Hace 30 años que un inolvidable personaje cinematográfico, de nombre Leólo, descubría la poesía y decidía que Italia era demasiado bonita como para pertenecer solo a los italianos, que la frente de su amada se extendía hasta el día siguiente de su barbilla y, lo más importante: que porque soñaba, él no lo estaba. Que no estaba loco, o sea. Y esto lo aclaro para quien no haya tenido aún el privilegio de gozar de la segunda y, a la par, última obra cinematográfica del malogrado Jean-Claude Lauzon, fallecido ahora hace 25 años.

El cineasta canadiense decidió despreciar entonces la frecuentemente aborrecible lógica del público al inyectar en sus venas el veneno de lo poético. Léolo brotó en las pantallas de medio mundo con la misma violencia con que una cinta de celuloide oxidado rebanaría el cuello de la vulgaridad, salpicando el patio de butacas con espumillón de sangre, desordenando los cánones cinematográficos y desorientando a los críticos asalariados y a los espectadores acomodados. 

Muchos, quizás demasiados, han intentado desentrañar por escrito lo que no podría explicarse más que arrancándonos el corazón y mostrándolo a aquel que pretenda apresar con palabras cada uno de los pequeños milagros que se esconden en esta inolvidable película. Porque Léolo habita el flujo sanguíneo de todos los que, alguna vez, soñamos que la vida puede organizarse con el desorden de belleza y transgresión de la poesía. 
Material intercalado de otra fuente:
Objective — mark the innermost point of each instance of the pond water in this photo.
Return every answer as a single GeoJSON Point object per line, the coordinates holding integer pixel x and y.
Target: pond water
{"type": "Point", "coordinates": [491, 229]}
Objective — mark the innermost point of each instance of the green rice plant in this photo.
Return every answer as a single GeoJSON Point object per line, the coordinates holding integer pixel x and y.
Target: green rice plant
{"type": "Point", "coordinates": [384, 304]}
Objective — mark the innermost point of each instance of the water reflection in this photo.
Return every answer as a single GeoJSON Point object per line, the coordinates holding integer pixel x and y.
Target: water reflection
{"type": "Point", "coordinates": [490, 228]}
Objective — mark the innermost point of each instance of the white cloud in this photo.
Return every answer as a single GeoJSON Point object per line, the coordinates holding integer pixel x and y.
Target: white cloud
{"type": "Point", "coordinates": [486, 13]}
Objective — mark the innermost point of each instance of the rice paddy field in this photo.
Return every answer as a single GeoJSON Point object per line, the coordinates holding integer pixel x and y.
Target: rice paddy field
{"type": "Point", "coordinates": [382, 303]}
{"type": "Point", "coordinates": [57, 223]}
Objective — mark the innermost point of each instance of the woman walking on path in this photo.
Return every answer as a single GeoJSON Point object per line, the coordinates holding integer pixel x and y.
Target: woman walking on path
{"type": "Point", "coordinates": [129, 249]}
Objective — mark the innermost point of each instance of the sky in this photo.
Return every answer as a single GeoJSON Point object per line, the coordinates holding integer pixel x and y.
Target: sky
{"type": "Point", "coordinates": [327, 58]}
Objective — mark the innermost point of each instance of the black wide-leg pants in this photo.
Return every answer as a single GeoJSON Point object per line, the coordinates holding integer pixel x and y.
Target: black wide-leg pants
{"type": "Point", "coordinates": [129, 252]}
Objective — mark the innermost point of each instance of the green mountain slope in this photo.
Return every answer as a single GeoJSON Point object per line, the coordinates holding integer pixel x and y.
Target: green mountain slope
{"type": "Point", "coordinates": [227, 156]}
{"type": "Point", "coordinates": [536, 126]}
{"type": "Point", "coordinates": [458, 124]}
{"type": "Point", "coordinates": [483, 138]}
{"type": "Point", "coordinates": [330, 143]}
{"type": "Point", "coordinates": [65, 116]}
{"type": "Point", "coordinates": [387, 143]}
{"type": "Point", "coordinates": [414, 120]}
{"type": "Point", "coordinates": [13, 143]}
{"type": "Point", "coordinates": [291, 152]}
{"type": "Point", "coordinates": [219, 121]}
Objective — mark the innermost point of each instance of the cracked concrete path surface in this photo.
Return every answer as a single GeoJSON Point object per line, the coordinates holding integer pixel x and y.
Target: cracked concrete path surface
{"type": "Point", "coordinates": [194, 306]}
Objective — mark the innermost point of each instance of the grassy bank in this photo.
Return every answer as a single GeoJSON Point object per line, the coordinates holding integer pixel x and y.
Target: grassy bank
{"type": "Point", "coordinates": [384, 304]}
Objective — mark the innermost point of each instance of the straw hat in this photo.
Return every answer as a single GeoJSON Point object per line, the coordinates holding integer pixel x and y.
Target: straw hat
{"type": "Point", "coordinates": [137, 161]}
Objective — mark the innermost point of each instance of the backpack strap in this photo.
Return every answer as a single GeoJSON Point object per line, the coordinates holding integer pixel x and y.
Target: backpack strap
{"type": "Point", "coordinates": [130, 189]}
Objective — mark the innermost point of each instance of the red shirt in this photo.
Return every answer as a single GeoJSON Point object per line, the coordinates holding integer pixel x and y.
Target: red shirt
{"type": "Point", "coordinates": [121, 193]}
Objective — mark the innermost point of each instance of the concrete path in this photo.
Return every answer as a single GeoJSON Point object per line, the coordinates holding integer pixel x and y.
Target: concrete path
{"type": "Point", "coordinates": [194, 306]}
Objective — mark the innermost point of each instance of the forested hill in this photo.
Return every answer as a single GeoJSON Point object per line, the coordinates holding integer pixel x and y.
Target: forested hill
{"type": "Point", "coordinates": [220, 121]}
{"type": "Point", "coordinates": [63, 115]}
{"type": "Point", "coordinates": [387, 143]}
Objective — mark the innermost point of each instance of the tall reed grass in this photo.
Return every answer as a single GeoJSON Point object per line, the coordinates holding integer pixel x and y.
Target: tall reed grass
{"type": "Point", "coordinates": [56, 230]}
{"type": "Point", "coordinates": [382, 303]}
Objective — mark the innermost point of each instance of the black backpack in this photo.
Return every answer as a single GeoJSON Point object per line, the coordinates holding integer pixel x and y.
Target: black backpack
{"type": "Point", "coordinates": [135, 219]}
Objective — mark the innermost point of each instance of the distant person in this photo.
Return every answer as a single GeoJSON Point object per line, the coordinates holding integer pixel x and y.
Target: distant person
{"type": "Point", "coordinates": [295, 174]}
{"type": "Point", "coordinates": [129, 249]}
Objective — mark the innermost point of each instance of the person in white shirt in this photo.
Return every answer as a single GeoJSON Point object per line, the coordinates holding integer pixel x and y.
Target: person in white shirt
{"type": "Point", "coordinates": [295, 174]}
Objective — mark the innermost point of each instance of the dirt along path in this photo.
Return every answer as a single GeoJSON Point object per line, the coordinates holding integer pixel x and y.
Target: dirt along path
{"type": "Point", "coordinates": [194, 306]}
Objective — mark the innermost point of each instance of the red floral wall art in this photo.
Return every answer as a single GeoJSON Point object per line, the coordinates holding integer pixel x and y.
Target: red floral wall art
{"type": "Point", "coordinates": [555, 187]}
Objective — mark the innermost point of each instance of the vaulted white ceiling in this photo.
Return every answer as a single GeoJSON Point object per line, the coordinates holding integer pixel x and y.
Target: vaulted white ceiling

‘Léolo’ habita la sangre de todos los que, alguna vez, soñamos que la vida puede organizarse con la transgresión de la poesía

En Léolo asistimos al nacimiento, esplendor e inmolación de un novísimo Rimbaud de la vida: un niño al que solo llaman Leo Lauzon aquellos que no pueden creer más que en su propia verdad. Un crío engendrado por un tomate siciliano y expuesto al sufrimiento de la dieta de vitaminas e inodoro a que le somete su familia; un joven que descansa el flujo vario de sus pensamientos entre los enormes pechos de una progenitora que con la fuerza de un gran barco navega un océano enfermo; un chaval que escucha la gloria quebrada de Jacques Brel en los surcos de un vinilo al que le falta un pedazo de negra melancolía; un poeta que desordena la vida a su alrededor y precisa de alguien que rescate sus palabras para que podamos apropiarnos de la gloria de su certeza; un retoño de aquel Rimbaud, ya digo, que embadurnara también el subconsciente frenopático del Leopoldo María Panero que, aún infante, ya se preguntaba «cuando se apaga la luz… ¿a dónde va lo claro?»; una criatura, al fin, que decide enfrentar la duda que nos asalta a no pocos de los que juntamos palabras: ¿escribir para enloquecer o enloquecer para escribir? Afortunadamente, Léolo nos da la clave: «Porque sueño, yo no lo estoy». Y nos hace comprender que incluso en la más execrable podredumbre puede germinar la floresta locuaz y homicida de la belleza. Y es que Léolo fue criticada por grotesca, desagradable y de mal gusto. 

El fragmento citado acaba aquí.